This issue already existed for me on Gluster 3.3.x Any brick action like rebalancing or removing causes the glusterfsd process to eat more and more memory. After the file handle bug another serious issue, I never was able to complete a rebalance because my filesystem is 36 million inodes This process as example had 22% memory consumption yesterday, now at 30%. I just have to wait until the VMM kills the process .... root 21446 16.5 30.6 10380448 10061080 ? Ssl Oct15 481:04 /usr/sbin/glusterfs -s localhost --volfile-id content1 --xlator-option *dht.use-readdirp=yes --xlator-option *dht.lookup-unhashed=yes --xlator-option *dht.assert-no-child-down=yes --xlator-option *replicate*.data-self-heal=off --xlator-option *replicate*.metadata-self-heal=off --xlator-option *replicate*.entry-self-heal=off --xlator-option *replicate*.readdir-failover=off --xlator-option *dht.rebalance-cmd=5 --xlator-option *dht.node-uuid=88a7a0a0-91e6-4228-8d66-5b11b3b4e7b2 --socket-file /var/lib/glusterd/vols/content1/rebalance/88a7a0a0-91e6-4228-8d66-5b11b3b4e7b2.sock --pid-file /var/lib/glusterd/vols/content1/rebalance/88a7a0a0-91e6-4228-8d66-5b11b3b4e7b2.pid -l /var/log/glusterfs/content1-rebalance.log
This is still a problem in 3.4.1.
This bug was fixed as part of https://bugzilla.redhat.com/show_bug.cgi?id=1144792 and whose fix will be available in glusterfs-3.4.6. Hence, moving the state of the bug to MODIFIED.
GlusterFS 3.7.0 has been released (http://www.gluster.org/pipermail/gluster-users/2015-May/021901.html), and the Gluster project maintains N-2 supported releases.
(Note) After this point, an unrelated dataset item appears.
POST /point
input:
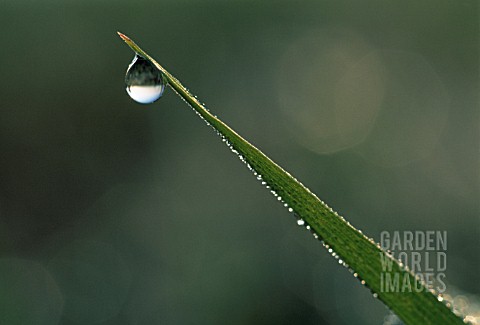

The last two releases before 3.7 are still maintained, at the moment these are 3.6 and 3.5. This bug has been filed against the 3,4 release, and will not get fixed in a 3.4 version any more. Please verify if newer versions are affected with the reported problem. If that is the case, update the bug with a note, and update the version if you can. In case updating the version is not possible, leave a comment in this bug report with the version you tested, and set the "Need additional information the selected bugs from" below the comment box to "bugs". If there is no response by the end of the month, this bug will get automatically closed.
GlusterFS 3.4.x has reached end-of-life. If this bug still exists in a later release please reopen this and change the version or open a new bug.